In RobbenJ/MultiMoMo: Multi-population mortality models

knitr::opts_chunk$set(echo = TRUE)

Setup

We illustrate the use of the MultiMoMo package.

Load the required packages

require(MultiMoMo)

Downloading the mortality data

Int this section, we download annual data on the observed number of deaths, $d_{x,t}$, and the corresponding exposures to risk, $E_{x,t}$, for a set of countries over a specified calibration period and over a specified age range. We collect this data from two data sources: the Human Mortality Database (HMD) and Eurostat. Further we use a collection of 14 European countries.

First, the available countries, their country labels and the available years can be retrieved as follows:

df <- get_country_codes()
head(df[,c(1,8,6,7,2,3)])

Make sure that your selected calibration period falls within the available year range $[FY,EY]$ for each country in your multi-population model.

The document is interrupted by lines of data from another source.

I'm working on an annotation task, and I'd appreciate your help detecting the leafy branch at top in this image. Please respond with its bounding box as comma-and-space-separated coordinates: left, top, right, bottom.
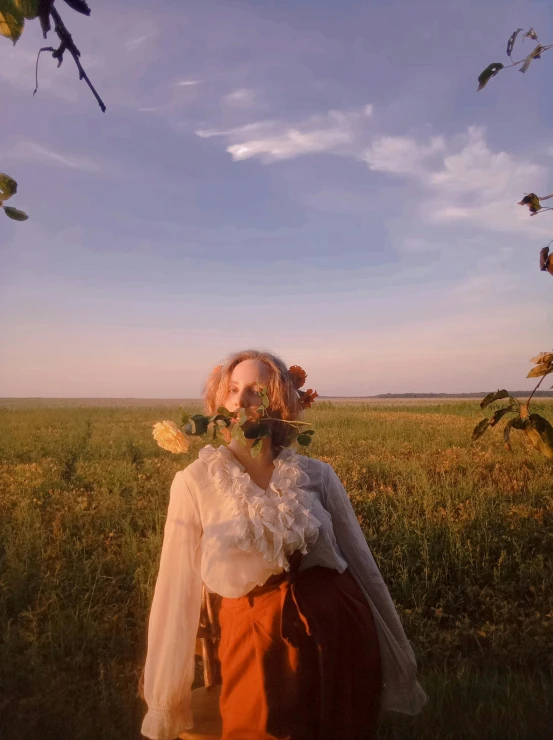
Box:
478, 28, 553, 91
0, 0, 106, 112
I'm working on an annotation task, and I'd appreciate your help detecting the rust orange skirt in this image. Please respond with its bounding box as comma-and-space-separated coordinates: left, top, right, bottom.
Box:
219, 556, 382, 740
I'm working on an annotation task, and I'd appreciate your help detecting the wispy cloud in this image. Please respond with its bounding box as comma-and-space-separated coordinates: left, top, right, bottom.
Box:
361, 136, 445, 177
5, 141, 106, 173
196, 105, 372, 164
362, 126, 550, 237
125, 31, 159, 51
223, 87, 255, 108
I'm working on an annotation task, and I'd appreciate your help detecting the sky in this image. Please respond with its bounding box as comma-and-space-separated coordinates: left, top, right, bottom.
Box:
0, 0, 553, 398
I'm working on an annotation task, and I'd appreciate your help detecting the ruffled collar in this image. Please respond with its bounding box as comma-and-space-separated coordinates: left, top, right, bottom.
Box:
199, 445, 321, 570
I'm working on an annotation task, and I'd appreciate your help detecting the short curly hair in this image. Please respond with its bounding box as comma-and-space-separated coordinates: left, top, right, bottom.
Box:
202, 349, 303, 448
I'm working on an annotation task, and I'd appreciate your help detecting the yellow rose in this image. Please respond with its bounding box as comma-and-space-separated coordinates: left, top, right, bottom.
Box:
153, 421, 190, 455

The column User_code in this data frame refers to the user codes of the different countries. Those user codes are used to refer to the countries of interest.

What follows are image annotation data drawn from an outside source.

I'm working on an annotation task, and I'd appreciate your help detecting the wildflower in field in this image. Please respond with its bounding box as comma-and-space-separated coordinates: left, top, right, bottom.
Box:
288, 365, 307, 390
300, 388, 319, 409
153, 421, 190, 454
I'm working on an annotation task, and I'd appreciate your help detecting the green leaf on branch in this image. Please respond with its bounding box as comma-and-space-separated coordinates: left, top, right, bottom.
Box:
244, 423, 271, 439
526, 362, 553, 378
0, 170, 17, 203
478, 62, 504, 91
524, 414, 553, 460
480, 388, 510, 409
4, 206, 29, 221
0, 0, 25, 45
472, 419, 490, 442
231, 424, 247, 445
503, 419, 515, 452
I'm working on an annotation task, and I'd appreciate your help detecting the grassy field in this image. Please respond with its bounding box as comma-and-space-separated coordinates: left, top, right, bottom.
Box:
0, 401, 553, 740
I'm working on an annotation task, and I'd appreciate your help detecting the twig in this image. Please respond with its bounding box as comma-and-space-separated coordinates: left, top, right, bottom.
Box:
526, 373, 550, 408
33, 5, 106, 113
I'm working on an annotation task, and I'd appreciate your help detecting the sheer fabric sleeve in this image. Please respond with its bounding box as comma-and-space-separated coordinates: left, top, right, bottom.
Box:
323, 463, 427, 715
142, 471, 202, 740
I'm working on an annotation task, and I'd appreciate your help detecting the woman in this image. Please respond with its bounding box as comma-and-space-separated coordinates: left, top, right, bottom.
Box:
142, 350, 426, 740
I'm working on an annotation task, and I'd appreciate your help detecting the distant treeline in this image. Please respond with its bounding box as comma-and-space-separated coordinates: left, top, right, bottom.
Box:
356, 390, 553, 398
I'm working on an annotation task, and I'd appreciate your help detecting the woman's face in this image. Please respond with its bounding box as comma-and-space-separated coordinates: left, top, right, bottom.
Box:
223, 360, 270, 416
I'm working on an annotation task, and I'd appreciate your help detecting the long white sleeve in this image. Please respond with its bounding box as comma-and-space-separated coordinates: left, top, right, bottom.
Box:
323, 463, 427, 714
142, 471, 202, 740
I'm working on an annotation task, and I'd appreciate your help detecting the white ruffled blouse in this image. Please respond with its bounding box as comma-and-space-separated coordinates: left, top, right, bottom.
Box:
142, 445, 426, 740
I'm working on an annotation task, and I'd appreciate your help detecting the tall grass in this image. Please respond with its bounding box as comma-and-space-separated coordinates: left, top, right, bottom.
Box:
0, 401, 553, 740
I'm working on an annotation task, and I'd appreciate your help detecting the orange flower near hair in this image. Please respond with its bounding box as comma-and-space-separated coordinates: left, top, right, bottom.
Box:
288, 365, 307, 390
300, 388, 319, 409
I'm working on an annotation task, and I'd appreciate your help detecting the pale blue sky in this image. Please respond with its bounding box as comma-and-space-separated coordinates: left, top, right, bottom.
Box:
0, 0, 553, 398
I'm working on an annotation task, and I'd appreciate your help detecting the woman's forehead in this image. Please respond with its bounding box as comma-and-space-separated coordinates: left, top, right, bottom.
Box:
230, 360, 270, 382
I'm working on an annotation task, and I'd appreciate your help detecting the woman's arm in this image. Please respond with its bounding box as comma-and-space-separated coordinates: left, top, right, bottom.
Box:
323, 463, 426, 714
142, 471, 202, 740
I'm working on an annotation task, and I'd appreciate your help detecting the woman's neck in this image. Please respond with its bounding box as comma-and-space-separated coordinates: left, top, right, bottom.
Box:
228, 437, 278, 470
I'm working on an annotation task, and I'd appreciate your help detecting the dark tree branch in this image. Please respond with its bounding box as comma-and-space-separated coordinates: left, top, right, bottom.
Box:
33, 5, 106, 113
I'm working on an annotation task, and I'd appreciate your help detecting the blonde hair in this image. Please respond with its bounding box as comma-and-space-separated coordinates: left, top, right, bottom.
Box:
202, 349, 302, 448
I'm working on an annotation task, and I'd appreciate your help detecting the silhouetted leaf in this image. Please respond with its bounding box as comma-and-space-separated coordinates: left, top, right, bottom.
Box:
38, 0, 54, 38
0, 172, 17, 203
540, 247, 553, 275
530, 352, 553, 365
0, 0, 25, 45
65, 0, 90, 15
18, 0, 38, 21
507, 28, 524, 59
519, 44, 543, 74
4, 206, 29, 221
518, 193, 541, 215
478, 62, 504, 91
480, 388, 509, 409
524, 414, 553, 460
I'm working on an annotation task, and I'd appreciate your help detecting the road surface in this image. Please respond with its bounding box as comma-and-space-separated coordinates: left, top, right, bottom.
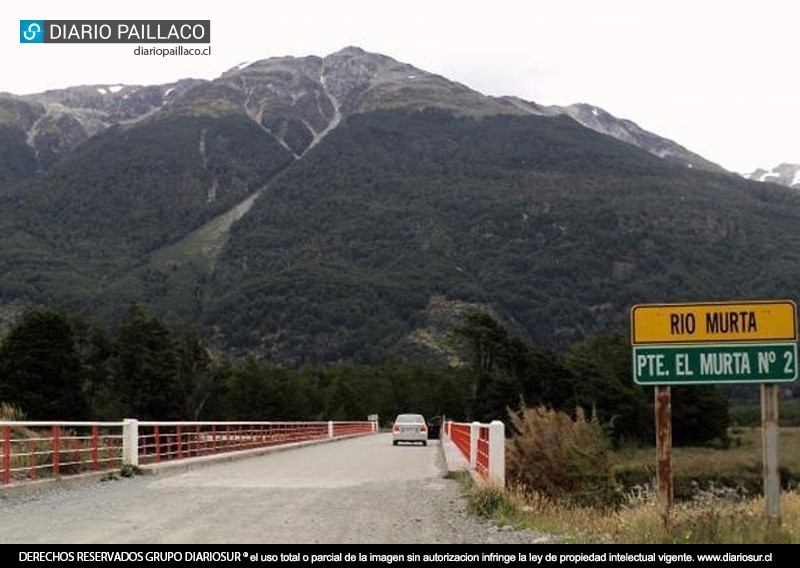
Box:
0, 434, 541, 544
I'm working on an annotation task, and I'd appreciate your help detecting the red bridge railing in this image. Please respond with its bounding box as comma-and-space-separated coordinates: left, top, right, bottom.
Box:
443, 420, 506, 485
0, 420, 378, 485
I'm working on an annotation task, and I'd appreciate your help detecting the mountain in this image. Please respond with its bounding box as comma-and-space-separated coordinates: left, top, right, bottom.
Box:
744, 163, 800, 189
504, 97, 725, 172
0, 48, 800, 363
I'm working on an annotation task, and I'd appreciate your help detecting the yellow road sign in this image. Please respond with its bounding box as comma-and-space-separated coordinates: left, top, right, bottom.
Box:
631, 300, 797, 345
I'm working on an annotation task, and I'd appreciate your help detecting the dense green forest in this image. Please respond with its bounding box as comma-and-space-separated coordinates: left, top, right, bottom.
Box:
0, 305, 728, 444
0, 106, 800, 366
203, 109, 800, 364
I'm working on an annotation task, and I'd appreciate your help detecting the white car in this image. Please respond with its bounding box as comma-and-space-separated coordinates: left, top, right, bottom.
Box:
392, 414, 428, 446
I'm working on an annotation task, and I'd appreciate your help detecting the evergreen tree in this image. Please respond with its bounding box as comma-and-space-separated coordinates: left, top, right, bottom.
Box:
0, 309, 89, 420
113, 304, 182, 420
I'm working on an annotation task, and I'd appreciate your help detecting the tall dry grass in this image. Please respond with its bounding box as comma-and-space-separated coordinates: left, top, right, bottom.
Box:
506, 407, 623, 507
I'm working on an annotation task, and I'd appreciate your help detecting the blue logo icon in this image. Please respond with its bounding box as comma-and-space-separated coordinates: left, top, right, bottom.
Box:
19, 20, 44, 43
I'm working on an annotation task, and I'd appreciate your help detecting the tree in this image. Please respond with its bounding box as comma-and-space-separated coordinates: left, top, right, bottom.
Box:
0, 309, 89, 420
113, 304, 186, 420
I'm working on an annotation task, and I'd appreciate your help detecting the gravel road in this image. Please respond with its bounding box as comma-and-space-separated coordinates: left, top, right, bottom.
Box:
0, 434, 545, 544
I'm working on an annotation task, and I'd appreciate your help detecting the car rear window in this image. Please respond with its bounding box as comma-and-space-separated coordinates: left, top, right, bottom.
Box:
395, 414, 425, 424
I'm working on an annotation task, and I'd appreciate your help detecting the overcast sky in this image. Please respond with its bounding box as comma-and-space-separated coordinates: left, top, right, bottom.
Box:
0, 0, 800, 172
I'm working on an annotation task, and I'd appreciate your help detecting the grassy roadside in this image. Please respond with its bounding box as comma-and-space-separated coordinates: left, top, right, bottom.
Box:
463, 428, 800, 544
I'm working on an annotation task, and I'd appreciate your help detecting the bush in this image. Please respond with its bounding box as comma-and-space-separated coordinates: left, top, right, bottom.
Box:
506, 407, 623, 507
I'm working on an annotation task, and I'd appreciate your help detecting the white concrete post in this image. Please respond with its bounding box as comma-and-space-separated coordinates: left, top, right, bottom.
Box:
122, 418, 139, 467
489, 420, 506, 487
469, 422, 481, 471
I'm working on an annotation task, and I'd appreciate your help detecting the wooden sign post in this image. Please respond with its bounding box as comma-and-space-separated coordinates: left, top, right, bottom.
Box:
631, 300, 798, 530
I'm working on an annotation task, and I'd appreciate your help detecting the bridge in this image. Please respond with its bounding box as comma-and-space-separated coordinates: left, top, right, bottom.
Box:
0, 421, 524, 543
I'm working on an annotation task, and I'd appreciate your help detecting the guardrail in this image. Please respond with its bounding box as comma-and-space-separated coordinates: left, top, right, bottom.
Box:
444, 420, 506, 485
0, 419, 378, 485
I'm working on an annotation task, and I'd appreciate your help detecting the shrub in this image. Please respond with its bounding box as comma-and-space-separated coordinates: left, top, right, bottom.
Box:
506, 407, 623, 507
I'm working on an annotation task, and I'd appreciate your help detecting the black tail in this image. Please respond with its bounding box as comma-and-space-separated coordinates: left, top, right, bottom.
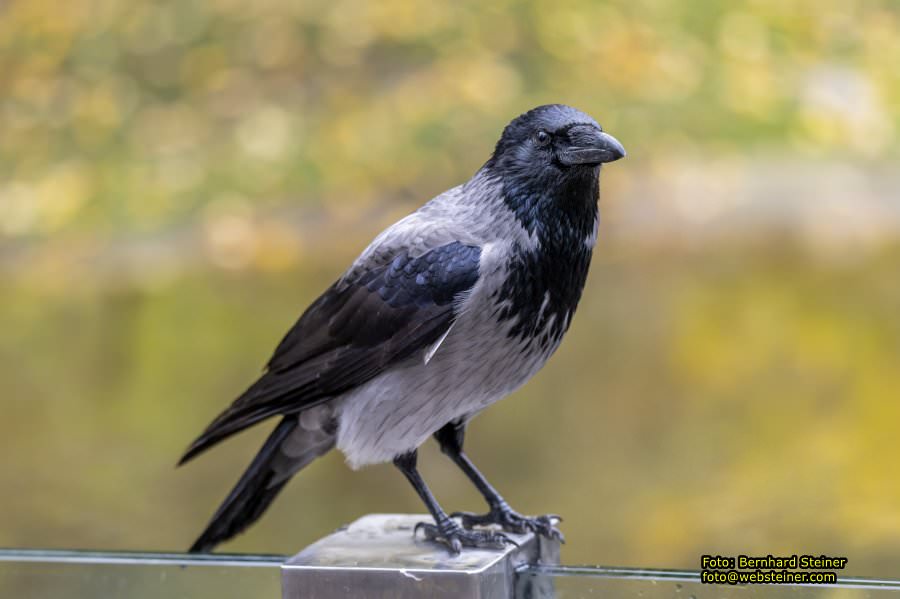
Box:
188, 416, 300, 553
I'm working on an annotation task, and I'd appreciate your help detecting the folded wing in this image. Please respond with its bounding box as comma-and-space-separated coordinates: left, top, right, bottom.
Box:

Next, we download the mortality data from the Human Mortality Database (HMD) and Eurostat. We collect the data for age range ${0,1,2,...,90}$ and calibration period ${1988, 1989, ..., 2018}$. We are interested in retrieving mortality statistics from Belgium (country of interest). From the HMD database we use the tables Deaths and Exposure to risk in $1\times1$ format. These files contain the number of deaths and exposures for the selected country per year, per sex and per age in period format. Eurostat only lists the period number of deaths. However, we obtain the exposures in period format using databases on the population size at $1$ January of each year $t$, say $P_{x,t}$, and the cohort number of deaths, say $C_{x,t}$, as defined according to the protocol of HMD. The cohort number of deaths $C_{x,t}$ refers to the number of people who were born in year $t-x-1$ and died in year $t$. Adjusting to the HMD protocol requires the following transformations: $$\begin{eqnarray} E_{x,t} &=& \frac{1}{2} \left( P_{x,t} + P_{x,t+1} \right) + \frac{1}{6} \left(\frac{1}{2}C_{x,t} - \frac{1}{2}C_{x+1,t} \right) \ \ \text{if}\ x>0 \ E_{0,t} &=& \frac{1}{2} \left( P_{0,t} + P_{0,t+1} \right) + \frac{1}{6} \left(C_{0,t} - \frac12 C_{1,t}\right).\ \end{eqnarray}$$ We perform this automatic downloading and adjusting process using the following code chunk:

xv <- 0:90
yv <- 1988:2018
yv_spec <- 1988:2018
countries <- c("AT", "BE", "DK", "FI", "FR", "DE", "IS", "IE", "LU", "NL", "NO", "SE", "CH", "UK")
country_spec <- "BE"
username <- ""
password <- ""
data <- get_mortality_data(xv, yv, yv_spec, countries, country_spec, username, password)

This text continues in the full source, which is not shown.